A central issue in Enterprise Architecture is Business-IT alignment: how to effectively match the Business, Application, and Technology layers. Chapter 10 describes the specific relationships the ArchiMate language offers to model these essential links. By connecting concepts across layers, architects can reveal how strategic goals translate into operational structures, making it easier to analyze dependencies, identify gaps, and guide enterprise-wide change. The chapter focuses on the alignment of core layers, the use of service-orientation to bridge domains, and the mechanism of derived relationships that allow for direct tracing between the highest and lowest levels of the architecture.

Introduction

The ArchiMate language uses a service-oriented approach to distinguish and relate the Business, Application, and Technology layers. The most important connection between these layers is the serving relationship, which illustrates how the services or interfaces of a lower layer provide functionality to elements in a higher layer. A second critical link is the realization relationship, where concrete elements in lower layers realize more abstract elements above them—for instance, an artifact in the Technology Layer realizing a data object in the Application Layer.

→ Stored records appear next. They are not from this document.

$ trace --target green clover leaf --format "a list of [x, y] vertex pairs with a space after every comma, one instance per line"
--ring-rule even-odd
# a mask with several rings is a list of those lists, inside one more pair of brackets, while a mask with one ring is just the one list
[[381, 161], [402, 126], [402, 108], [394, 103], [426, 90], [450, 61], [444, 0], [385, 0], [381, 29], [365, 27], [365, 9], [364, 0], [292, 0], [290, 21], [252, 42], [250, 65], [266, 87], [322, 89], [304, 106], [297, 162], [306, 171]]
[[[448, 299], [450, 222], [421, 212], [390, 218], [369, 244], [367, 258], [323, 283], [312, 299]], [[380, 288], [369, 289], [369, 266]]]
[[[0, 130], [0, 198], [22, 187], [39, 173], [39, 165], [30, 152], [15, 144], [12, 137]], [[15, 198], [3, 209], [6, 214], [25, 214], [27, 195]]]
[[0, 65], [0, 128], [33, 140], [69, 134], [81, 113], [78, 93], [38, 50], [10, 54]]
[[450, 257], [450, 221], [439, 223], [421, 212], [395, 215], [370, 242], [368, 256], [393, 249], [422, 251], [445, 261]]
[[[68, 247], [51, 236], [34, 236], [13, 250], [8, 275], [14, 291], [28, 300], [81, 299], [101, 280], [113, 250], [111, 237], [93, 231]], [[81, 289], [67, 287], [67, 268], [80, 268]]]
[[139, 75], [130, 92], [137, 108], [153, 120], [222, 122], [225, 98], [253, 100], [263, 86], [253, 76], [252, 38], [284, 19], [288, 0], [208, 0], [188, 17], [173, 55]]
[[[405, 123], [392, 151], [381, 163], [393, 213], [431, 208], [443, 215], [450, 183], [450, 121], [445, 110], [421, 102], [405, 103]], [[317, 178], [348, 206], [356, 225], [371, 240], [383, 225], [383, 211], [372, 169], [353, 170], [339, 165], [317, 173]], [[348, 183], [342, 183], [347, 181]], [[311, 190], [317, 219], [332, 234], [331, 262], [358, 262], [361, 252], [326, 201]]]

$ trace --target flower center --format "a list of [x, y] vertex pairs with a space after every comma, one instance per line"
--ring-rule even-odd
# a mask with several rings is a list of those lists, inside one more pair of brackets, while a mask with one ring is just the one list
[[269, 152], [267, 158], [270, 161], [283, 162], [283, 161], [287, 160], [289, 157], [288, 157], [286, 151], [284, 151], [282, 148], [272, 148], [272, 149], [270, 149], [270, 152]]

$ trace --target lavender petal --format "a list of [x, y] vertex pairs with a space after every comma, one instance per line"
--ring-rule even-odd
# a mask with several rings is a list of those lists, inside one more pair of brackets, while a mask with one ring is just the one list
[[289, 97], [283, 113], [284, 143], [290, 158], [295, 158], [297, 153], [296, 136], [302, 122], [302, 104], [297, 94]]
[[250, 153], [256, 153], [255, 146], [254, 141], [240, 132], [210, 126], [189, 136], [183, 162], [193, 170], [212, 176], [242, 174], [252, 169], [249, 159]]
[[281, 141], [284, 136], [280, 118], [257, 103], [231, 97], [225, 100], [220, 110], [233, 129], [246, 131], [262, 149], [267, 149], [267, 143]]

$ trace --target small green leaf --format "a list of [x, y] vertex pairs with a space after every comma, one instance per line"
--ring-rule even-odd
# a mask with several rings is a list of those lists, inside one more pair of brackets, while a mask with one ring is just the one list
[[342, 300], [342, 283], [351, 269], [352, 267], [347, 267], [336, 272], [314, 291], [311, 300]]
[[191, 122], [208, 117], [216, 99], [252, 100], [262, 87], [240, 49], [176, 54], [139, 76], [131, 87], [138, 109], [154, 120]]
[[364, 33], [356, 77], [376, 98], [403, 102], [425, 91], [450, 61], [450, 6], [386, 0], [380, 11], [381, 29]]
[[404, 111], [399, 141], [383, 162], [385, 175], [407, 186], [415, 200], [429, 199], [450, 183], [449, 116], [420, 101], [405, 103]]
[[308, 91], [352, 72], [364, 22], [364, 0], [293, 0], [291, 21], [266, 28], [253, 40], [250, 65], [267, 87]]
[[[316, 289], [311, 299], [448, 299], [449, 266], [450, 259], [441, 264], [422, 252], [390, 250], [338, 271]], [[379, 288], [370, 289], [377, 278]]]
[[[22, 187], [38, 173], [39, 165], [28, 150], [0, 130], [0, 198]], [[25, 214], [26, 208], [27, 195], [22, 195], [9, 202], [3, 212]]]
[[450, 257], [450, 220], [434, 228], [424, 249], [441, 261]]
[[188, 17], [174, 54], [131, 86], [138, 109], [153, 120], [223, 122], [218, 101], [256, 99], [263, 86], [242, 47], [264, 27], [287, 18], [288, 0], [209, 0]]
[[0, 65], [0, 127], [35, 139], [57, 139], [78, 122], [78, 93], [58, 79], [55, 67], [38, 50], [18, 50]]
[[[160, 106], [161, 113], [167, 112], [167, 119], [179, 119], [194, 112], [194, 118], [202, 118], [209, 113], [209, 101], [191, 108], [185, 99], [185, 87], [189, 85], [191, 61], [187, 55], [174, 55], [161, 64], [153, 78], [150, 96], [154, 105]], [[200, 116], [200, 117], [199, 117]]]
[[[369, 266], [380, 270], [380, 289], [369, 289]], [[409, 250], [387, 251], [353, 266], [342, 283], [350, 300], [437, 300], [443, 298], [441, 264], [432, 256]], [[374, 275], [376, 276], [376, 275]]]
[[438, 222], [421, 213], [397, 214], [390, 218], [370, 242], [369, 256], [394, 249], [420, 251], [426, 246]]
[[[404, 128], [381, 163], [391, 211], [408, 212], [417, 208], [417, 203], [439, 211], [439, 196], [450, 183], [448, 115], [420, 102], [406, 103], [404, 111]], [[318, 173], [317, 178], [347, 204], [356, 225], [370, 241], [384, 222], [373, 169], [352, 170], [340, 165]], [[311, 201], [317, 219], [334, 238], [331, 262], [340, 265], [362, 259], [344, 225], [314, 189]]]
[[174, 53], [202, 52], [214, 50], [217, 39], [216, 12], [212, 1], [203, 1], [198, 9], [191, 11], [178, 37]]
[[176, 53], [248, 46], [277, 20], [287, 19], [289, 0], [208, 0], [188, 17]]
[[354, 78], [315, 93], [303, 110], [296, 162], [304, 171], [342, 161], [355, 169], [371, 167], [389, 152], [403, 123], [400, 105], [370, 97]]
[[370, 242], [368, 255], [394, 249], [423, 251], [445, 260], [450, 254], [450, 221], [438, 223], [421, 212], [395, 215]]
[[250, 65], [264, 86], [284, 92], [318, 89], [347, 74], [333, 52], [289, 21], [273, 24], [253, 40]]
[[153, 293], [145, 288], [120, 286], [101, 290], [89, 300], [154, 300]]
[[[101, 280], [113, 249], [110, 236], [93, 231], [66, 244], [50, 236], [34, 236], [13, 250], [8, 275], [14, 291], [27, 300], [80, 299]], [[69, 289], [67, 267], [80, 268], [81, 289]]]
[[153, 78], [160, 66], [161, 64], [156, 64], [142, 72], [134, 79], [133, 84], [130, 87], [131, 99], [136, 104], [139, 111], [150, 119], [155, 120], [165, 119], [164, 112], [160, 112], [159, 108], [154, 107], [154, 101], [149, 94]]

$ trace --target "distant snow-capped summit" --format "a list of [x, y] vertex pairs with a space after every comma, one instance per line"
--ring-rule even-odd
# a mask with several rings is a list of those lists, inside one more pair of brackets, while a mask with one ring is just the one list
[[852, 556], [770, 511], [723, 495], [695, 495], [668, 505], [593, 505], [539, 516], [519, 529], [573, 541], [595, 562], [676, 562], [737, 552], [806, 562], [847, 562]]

Layers are ordered to reflect these dependencies: Strategy → Motivation → Business → Application → Technology → Physical → Implementation. This structured hierarchy ensures that what is visible in the architecture is always grounded in the support of the layers below it. Furthermore, ArchiMate allows for indirect dependencies; through the derivation of relationships, an architect can trace how a technology object indirectly realizes a business object by following the chain of modeled relationships through the Application Layer. This capability is vital for impact analysis, as it allows stakeholders to see how a failure or change in technical infrastructure propagates upward to disrupt business processes.


Practical Examples of Cross-Layer Dependencies

  • Data Traceability (Realization): A “Customer Database Table” (Technology Artifact) realizes a “Customer Data” (Application Data Object), which in turn realizes the “Customer Information” (Business Object) used by sales staff.

 

  • System Support (Serving): An “Application Hosting” (Technology Service) serves a “Financial Application” (Application Component), which provides a “Billing Service” (Application Service) that serves the “Send Invoice” business process.

 

  • Infrastructure-to-Application Mapping: A “Mainframe” node runs “DBMS” system software, which realizes a “Data Access Service” (Technology Service). This service is then used by (serves) multiple application components, such as a “Legal Aid Back-Office System”.

 

  • Derived Relationship for Impact Analysis: If a “Financial Application” is assigned to a function that realizes a service serving an “Invoicing” business process, the AI can derive an indirect serving relationship directly from the application to the business process. This allows a business manager to see that if the application goes down, the invoicing process will be impacted, even if they do not understand the underlying technical functions.

 

  • Interface Alignment: An “Accounting and Billing Interface” (Application Interface) is part of a broader Financial Application. This interface serves a specific “Business Role” (such as a Billing Clerk), providing them the access point needed to perform their duties in the Business Layer.